New open access article studies effects of pandemic on singles’ relationships
Singles (unmarried individuals) are a growing part of the Japanese population that has not received much attention in the context of the COVID pandemic. A new article by DIJ social scientist Nora Kottmann and Laura Dales (University of Western Australia) addresses the ways in which the pandemic and its associated interventions affect singles’ personal relationships and practices of intimacy as well as perceptions of singlehood and ‘solo activities’. Based on exploratory analyses of data from an online survey conducted in early 2021 , “Doing Intimacy in Pandemic Times: Findings of a Large-Scale Survey Among Singles in Japan” (Social Science Japan Journal, online first) shows that changes of practices of intimacy throughout the pandemic are less dramatic than anticipated. Nevertheless, changes are highly gendered and seem to support media and public discourse on how individuals are coping with the pandemic: an increase in social isolation, distress, acceptance of being single, and ‘solo activities’.

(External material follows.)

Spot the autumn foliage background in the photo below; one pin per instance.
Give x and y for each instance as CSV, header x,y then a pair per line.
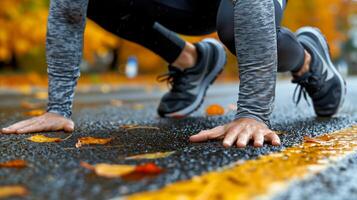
x,y
23,30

New article by David M. Malitz studies influence of Meiji Constitution on Siamese/Thai political thought
A new research article by DIJ historian David M. Malitz studies how the Meiji Constitution of 1889 and the Japanese Imperial Diet became crucial reference points in the development of Siamese/Thai political ideas from the 1880s to the 1940s. Published in the International History Review (October 2022), “‘What Is Good about the Japanese System of Governance?’ — The Reception of Imperial Japanese Parliamentarism in Siamese/Thai Political Thought (1880s–1940s)” is based on David’s contribution to the Symposium on the Occasion of the 130th Anniversary of the Opening of the Japanese Parliament, which he organized in November 2020 with the DIJ.